第39話 にちじょう

「今日は僕たちの再会を祝おうじゃないか」と笑顔で話しかける指名手配犯。キララちゃんは馬乗りをしているがそこから何をしたらいいかがわかっていないっぽい。

 私が近くの探索者協会に連絡をしよう。鞄からスマホを取り出すと、指名手配犯が私の手を握っていた。

「連絡はしないでほしいな。野暮な横槍はみんなが望むものじゃないぜ」

 キララちゃんは脇に抱えられていて、抜け出せないのかもがいてる。キララちゃんは男性より力が出るし、どの探索者を比較しても力が抜きん出て強いのに……報告通りこの指名手配犯は能力の無効化ができるの?でも、キララちゃんの能力を無効化すると、キララちゃんは生きてるはずが…………
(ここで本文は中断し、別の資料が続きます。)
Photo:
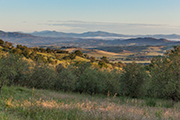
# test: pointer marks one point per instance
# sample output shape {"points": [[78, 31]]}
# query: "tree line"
{"points": [[159, 79]]}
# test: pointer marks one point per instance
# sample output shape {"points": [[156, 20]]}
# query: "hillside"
{"points": [[48, 33], [30, 40]]}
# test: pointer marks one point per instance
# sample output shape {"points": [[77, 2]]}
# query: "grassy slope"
{"points": [[112, 56], [23, 103]]}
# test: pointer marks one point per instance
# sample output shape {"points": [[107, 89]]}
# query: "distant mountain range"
{"points": [[32, 40], [86, 34], [99, 33]]}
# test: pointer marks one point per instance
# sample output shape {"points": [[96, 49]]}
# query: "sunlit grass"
{"points": [[24, 103]]}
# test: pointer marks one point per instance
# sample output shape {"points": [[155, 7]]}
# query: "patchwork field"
{"points": [[125, 54]]}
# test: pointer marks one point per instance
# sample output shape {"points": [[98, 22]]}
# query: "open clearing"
{"points": [[22, 103]]}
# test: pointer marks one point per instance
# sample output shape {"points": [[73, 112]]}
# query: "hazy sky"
{"points": [[118, 16]]}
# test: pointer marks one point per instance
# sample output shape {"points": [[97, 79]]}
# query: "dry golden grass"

「おいおいおい、深刻な表情を浮かべないでほしいな。せっかくの可愛い顔が台無しだぜ」

 鬱陶しく私に話しかけてくる。キララちゃんと並んで座って、余裕そうな表情で私を観察してくる。キララちゃんは動けない状況に不服な表情をしてる。

「ま、僕が指名手配を受けてるだとか、そんなことは置いといて。ここは結構小洒落たカフェなんだ、優雅にティータイムといこうや」マスター、コーヒーを一杯。と、私たちのことを気にせずに注文を済ます指名手配犯。隣を気にしながら、残りのオレンジジュースを飲んでいるキララちゃん。私は何をすればいいの?






「黒宮、本部からの呼び出しだ」

 いきなり支部長からの呼び出しに応じると本部への呼び出し。僕が何かしたのだろうか。最近はトレーニング、まれにダンジョン探索と、いつもの僕の仕事をして、何も迷惑をかけていない。

 あと1週間ほどで隣県の大型ダンジョンに探索する予定なので、ここで僕がどっかいくのは駄目だ。それにしても今回の笹目さん達は諦めずによく継続してると思う、久しぶりに1ヶ月続ける人が出てきそうだ。能力に恵まれないながらも良く頑張ってるなと思う。
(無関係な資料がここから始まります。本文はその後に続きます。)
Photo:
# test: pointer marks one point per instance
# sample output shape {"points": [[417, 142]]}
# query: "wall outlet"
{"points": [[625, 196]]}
 話が逸れたが本部からの呼び出しとは何だろう。何も迷惑をかけてないぞ。

「最近メシアの活動が活発化して、かなりの頻度でダンジョンが発生しているらしい。そのことについての対策と、メシアの信者らしき者を追跡したところ、メシアの簡易拠点を発見したので襲撃を仕掛けることについての会議に出席しろのことだ」

「……後輩ちゃんに出席させるのは?」

「それでも良いが本部の連中はお前を襲撃や、探索に連れて行く雰囲気だったから顔合わせぐらいはしといたほうがいいぞ」

 時間に余裕があるかな……メシアの拠点は早めに潰したほうがいいからすぐに向かうことになるだろう。新しくできたダンジョンも中からモンスターが溢れ出してくる可能性があるから早めに探索をしたほうがいいが、時間的に余裕はまだあるし、最悪僕がいなくても探索はすることができる。

「明日行けばいいか?」

「そうだ。明日の朝早くに迎えばいい」

 机の上にたくさんの書類がある。トントンと何度も指で机を叩きながら画面と格闘をしている。仕事が大変そうだ。

 明日のことを笹目さんに伝えて、本部に行く。その日の夜に帰って来ればいいか。

「明日向かうって伝えてくれ」わかった。と、こちらを見ずに支部長が返答をした。